At this writing in 2021, since 2018 it is difficult to find a laptop without TPM and most desktops incorporate it as well.  Windows 11 requires a TPM so all future systems will incorporate TPM.  It is reasonable to expect that there will be no way to get around a BIOS / UEFI password on systems shipped with Windows 11 installed.


6  The Replacement Option

  In situations where the system involved is over three years old, consider buying a used, identical system and swapping the drive from the problem machine into the replacement.

  Typical example:  The manufacturer wants $250 for the override password service, or offers in-depot "repair" at $100 plus shipping both ways.  An identical used system can be bought for $100. Quite often it's cheaper to swap the system drive than to try to resolve the password problem.

Dr.
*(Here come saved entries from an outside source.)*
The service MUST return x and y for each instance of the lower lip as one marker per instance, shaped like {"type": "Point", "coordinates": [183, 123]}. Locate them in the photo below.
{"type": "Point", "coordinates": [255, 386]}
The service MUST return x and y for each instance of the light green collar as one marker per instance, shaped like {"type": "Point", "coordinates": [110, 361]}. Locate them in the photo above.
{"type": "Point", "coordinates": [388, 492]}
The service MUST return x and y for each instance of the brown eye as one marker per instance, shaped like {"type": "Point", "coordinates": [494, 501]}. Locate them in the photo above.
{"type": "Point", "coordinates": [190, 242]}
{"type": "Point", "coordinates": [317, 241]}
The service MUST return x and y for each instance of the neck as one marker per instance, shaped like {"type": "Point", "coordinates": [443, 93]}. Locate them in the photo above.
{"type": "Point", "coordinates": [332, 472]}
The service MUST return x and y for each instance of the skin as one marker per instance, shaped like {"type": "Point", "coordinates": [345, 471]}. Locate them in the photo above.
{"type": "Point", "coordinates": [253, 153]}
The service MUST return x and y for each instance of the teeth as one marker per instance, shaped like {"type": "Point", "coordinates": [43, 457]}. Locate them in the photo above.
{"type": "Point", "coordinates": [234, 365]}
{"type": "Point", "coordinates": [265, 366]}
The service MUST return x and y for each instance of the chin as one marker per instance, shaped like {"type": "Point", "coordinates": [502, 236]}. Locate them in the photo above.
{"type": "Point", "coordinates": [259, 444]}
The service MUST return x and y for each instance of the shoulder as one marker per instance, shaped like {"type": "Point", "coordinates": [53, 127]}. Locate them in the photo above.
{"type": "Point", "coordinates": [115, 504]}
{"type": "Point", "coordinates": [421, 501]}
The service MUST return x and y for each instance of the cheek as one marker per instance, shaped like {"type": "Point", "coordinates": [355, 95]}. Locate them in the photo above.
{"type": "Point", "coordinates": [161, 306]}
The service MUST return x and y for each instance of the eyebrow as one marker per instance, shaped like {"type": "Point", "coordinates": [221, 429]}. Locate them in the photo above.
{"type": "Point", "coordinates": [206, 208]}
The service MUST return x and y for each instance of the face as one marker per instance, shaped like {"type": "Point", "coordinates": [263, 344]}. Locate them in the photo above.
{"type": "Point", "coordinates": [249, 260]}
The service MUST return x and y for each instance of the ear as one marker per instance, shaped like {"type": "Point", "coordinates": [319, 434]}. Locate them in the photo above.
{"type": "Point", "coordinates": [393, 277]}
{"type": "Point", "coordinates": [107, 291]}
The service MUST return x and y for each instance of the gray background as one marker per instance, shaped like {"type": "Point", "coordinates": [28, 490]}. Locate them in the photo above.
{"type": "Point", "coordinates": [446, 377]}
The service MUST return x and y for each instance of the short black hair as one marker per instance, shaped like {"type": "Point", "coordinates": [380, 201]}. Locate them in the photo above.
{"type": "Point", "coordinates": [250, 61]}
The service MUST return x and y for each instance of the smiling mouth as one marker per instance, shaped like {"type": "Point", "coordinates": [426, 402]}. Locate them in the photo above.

KlahnPrincipal Software Engineer
With his trusty 026 keypunch and ASR33 TTY, Dr. Klahn is building a PC of extraordinary magnitude!

Comments (4)

Most Valuable Expert 2023
Most Valuable Expert 2013

Thanks for putting this together, hopefully you'll get comments that you can incorporate into the article.
You're absolutely correct, this comes up so many times it should prove to be a useful reference/resource for the EE community.

Great contribution!

Page Editor
Brad SimsNetwork Tech II

Thank you for this. There are some shops on eBay that will perform password removal cheaper than the manufacturer if you can prove ownership as well. I have used one of the services and it was very professional.
Top Expert 2010

From the bio:

Dr. Klahn is building a PC of extraordinary magnitude!

You have our gratitude.

Distinguished Expert 2019

Let me comment on "If a system has the TPM installed it must go back to the manufacturer.  Any attempt to tamper with a system that has a TPM will result in rendering the machine inoperable" - I see no reason why that should be true. If a mainboard has a TPM, it does not even mean that it is activated or used. I suggest to change the paragraph to reflect that this will only apply in very rare cases like using the TPM together with bitlocker for full disk encryption. Even then, changing the password will not render the machine unusable but rather have it ask for a bitlocker recovery key.